The back says: War and Peace is a vast epic centred on Napoleon's war with Russia. While it expresses Tolstoy's view that history is an inexorable process which man cannot influence, he peoples his great novel with a cast of over five hundred characters.
Three of these, the artless and delightful Natasha Rostov, the world-weary Prince Andrew Bolkonsky and the idealistic Pierre Bezukhov illustrate Tolstoy's philosophy in this novel of unquestioned mastery.
This translation is the one which received Tolstoy's approval.

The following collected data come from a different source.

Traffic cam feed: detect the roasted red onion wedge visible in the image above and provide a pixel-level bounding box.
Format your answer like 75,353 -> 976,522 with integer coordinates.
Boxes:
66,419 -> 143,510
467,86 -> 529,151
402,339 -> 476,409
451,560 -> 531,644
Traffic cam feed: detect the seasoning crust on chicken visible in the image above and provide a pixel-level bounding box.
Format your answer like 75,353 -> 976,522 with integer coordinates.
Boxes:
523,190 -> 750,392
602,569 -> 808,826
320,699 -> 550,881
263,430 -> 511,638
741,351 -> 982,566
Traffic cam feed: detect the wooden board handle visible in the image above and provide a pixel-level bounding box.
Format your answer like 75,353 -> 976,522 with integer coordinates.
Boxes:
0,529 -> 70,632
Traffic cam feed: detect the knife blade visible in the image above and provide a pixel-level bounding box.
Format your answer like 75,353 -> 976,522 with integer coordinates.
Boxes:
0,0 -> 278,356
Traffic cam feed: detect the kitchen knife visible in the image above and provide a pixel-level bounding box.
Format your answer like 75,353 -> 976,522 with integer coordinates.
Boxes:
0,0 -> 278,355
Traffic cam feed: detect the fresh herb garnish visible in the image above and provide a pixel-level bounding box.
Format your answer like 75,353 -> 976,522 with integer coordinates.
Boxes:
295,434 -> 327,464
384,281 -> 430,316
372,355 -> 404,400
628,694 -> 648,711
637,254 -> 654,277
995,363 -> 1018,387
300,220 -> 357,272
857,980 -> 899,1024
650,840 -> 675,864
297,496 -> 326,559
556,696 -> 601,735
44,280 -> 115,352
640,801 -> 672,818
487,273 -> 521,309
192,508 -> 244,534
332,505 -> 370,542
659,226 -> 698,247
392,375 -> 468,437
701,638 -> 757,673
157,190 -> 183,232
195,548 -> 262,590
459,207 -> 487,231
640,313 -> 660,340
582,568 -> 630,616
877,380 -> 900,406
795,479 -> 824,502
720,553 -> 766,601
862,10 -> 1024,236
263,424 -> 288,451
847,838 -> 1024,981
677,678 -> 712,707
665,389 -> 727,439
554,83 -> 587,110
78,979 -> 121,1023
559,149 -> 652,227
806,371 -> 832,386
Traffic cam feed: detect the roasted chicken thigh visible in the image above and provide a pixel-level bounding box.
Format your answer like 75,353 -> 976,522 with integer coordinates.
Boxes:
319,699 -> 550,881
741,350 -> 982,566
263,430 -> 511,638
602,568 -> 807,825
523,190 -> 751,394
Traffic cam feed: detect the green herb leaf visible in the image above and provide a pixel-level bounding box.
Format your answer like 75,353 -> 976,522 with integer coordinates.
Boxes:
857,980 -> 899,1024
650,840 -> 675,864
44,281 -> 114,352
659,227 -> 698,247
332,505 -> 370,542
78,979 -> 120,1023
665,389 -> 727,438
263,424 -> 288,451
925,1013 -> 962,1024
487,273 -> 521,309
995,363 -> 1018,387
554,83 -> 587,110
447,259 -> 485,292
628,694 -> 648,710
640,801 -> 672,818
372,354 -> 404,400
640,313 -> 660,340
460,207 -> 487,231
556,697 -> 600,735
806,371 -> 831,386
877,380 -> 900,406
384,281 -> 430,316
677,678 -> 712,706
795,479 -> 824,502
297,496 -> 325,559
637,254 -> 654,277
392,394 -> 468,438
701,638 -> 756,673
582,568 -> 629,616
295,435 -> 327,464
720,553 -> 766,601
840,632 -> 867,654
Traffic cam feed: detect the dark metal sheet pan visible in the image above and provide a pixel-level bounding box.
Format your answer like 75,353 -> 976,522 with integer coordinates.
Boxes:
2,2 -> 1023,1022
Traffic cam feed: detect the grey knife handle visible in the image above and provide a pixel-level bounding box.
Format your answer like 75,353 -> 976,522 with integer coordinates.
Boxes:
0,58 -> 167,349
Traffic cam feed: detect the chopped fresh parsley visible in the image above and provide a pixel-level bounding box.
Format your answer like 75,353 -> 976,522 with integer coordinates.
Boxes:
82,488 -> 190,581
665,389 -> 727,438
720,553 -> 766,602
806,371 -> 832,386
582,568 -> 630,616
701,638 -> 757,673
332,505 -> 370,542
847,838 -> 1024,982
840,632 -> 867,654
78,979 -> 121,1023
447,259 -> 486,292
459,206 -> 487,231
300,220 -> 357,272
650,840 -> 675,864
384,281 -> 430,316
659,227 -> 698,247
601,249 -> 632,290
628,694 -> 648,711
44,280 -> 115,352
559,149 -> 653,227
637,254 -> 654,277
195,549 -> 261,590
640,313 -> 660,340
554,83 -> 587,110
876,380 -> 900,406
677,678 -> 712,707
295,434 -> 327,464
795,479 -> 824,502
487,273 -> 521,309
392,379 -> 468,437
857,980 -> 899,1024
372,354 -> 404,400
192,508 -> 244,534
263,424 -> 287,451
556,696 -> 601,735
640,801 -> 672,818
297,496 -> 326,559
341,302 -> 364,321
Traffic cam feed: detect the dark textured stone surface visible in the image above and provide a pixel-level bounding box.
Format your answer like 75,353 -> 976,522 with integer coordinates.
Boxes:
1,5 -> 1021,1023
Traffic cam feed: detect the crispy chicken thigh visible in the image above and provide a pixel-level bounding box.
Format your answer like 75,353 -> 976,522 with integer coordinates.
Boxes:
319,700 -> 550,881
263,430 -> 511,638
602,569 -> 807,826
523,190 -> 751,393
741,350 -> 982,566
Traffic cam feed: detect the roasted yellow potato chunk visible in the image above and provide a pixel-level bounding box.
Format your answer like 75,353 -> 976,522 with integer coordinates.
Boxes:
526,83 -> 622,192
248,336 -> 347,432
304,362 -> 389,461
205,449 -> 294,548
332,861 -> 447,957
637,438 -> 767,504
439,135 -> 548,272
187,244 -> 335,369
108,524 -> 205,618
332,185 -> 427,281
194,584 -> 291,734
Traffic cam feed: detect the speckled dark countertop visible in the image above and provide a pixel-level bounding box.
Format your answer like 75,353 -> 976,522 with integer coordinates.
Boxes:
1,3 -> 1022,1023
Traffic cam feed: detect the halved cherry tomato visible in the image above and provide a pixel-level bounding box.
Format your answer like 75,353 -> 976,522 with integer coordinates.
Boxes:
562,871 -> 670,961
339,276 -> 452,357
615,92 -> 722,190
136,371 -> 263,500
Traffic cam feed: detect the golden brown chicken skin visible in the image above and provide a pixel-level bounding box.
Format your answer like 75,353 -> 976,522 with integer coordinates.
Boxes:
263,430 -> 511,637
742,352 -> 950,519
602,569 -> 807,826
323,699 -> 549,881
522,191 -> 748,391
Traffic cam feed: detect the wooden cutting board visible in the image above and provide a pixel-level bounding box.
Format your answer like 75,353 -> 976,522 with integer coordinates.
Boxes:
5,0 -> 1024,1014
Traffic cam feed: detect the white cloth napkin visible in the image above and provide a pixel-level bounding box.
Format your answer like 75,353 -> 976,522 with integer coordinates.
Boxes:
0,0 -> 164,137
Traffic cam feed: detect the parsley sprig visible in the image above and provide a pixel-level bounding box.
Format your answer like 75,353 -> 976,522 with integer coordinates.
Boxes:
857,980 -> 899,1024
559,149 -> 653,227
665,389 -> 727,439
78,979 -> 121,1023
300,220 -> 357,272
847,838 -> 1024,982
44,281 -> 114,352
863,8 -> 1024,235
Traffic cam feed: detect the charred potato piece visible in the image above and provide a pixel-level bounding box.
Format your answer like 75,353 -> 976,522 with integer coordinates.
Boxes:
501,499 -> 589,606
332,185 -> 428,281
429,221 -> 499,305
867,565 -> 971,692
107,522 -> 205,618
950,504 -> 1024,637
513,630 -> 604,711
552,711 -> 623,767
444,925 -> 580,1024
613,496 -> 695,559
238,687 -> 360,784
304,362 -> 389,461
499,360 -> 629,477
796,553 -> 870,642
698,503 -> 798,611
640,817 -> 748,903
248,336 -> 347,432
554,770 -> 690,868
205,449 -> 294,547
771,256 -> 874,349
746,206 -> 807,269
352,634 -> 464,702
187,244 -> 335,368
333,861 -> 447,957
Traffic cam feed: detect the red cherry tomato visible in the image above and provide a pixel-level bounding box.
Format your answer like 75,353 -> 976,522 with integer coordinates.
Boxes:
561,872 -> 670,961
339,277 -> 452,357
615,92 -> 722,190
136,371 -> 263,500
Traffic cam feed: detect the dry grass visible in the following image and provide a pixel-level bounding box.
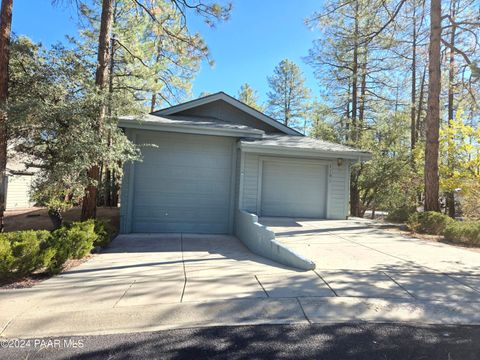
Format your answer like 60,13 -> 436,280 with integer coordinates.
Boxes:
4,206 -> 120,232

I say: I was wondering where to even begin to explain my feelings about this (in case you haven’t been reading my spoilery book by book reports), and I think this pretty much sums it up:
Before reading it I felt like it was something I should read. While I was reading it I thought I’m finally reading it and I’m loving it and hating it in intervals. After reading it I kind of wish I hadn’t read it because now all the magic is gone, and it wasn’t really all that I thought it would be.
The story itself was really good and interesting and I loved it up until about chapter 13, and not because it didn’t go the way I wanted it to, but because it felt like Tolstoy didn’t really care anymore. He wasn’t describing their lives with the same fervour as before, choosing instead to focus more on the war. I’m not complaining because the book is called War and Peace, I’m just saying that it was sad to take me into their lives and have me caring for them and then somehow start slipping in the details.
Maybe he got bored of them, what do I know – except that the way he ended their story was not to my liking at all.
The “war part” of the book, on the other hand, I really enjoyed. At times, I should confess; sometimes it got a tad boring – mostly when Tolstoy was trying to disprove and discredit all other historians. Which he did a lot.
A very lot.
Now, I have to point out that I don’t know if Tolstoy was a historian himself, or much about War and Peace, since I make a point not to read up too much on books before I read them as I want to form my own opinion. So perhaps everything that Tolstoy claimed and argued is correct – I’m not touching that. What I will touch upon is that I was thoroughly intrigued by the war and found myself reading up on the details on Wikipedia (I know) as I was reading, just to get a proper feel about it all (especially the battle of Borodino). I studied war (my thesis was on terrorism and insurgency) so it got extremely interesting when Tolstoy started arguing that it was guerrilla warfare.
But enough about that.
I do love the way Tolstoy writes, although I stand by the opinion that this could have done with a huge edit because there was so much in there that I could have done without. There were a lot of guffaws, because he is a witty writer; and a lot of anxiety because he just draws you so deep into the story you forget everything else. However, the main thing I’m going to remember is probably the names.
So many names.
A seemingly endless array of names.
And just as I’ve learned to pronounce them we never hear of them again.
In conclusion then (because I could go on for days), I wish I had never heard of this before reading it; that I didn’t have such huge expectations, because maybe then I wouldn’t have been left with this slight feeling of disappointment. Not that it was bad, but because I naively thought it was going to change my life, which it didn’t.
Not in the slightest.
The “story” would probably get a 3.5/5 and the “war analysis” a 4.5/5 so we’re compromising this into a 4/5.